Markus Hayon: Penyelamat Sumber Air Warga Tiga Desa

MARKUS HAYON 
Lahir: Tanah Tukan, Flores Timur, 18 Agustus 1974
Istri: Yuliana Tigabelas
Anak: Roland Arakian (2,8 tahun)
Pendidikan: Sekolah Menengah Pertama Tanah Boleng
Jabatan: Kepala Desa Tanah Tukan, Kecamatan Wotan Ulumado, Flores Timur, NTT (sejak 28 Februari 2013)

Memasuki musim kemarau panjang, warga tiga desa di Kecamatan Wotan Ulumado, Flores Timur, Nusa Tenggara Timur, terancam kesulitan air bersih. Debit sumber mata air satu-satunya, yakni Waikloba, turun sampai 2 liter per detik. Markus Hayon resah atas persoalan ini.
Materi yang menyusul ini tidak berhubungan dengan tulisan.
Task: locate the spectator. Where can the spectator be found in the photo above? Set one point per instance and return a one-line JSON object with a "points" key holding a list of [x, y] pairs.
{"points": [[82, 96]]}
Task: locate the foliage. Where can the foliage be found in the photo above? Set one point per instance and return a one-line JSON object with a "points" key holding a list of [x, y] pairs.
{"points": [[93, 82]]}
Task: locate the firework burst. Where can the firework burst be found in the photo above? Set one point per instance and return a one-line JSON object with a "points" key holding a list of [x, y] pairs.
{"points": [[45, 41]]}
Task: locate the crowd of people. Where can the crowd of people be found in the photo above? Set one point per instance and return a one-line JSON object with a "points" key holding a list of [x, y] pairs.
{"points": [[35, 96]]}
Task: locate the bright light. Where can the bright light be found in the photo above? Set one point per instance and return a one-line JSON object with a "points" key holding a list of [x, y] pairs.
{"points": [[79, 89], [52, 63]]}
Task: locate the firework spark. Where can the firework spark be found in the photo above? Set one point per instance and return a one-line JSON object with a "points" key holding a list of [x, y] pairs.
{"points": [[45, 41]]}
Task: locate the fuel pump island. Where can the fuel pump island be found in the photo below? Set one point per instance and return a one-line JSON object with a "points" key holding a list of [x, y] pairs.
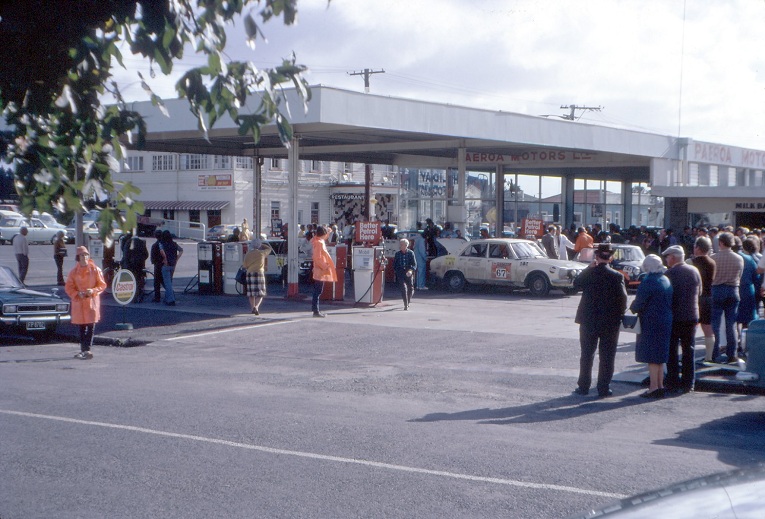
{"points": [[368, 264]]}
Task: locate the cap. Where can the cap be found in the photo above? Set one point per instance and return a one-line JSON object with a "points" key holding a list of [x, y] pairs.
{"points": [[674, 250]]}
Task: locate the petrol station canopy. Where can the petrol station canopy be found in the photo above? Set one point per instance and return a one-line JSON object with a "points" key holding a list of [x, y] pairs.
{"points": [[345, 126]]}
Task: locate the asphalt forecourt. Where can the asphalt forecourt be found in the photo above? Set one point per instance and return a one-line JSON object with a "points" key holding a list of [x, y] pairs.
{"points": [[459, 407]]}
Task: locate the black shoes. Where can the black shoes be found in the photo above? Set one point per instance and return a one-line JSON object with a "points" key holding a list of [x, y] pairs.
{"points": [[655, 394]]}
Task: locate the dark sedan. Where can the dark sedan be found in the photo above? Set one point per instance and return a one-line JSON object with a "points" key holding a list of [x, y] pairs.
{"points": [[26, 310]]}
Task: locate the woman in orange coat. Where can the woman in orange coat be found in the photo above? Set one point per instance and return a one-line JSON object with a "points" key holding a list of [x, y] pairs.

Namun, Markus tidak berhenti sekadar mengeluh. Langkah nyata dia kerjakan dengan melakukan penghijauan dengan menanam  pohon jati dan mahoni di padang seluas 52,7 hektar.

OLEH KORNELIS KEWA AMA

Padang "Nepa Belahan" -artinya padang panjang- yang membentang dari bibir Pantai Samasoge sampai Desa Botung. Adonara, Flores Timur, Nusa Tenggara Timur (NTT), sepanjang hampir 6 kilometer sudah berbeda, tidak lagi gersang. Kini, padang seluas 52,7 hektar itu sebagian besar mulai tertutup hutan jati dan mahoni dengan ketinggian 2-15 meter.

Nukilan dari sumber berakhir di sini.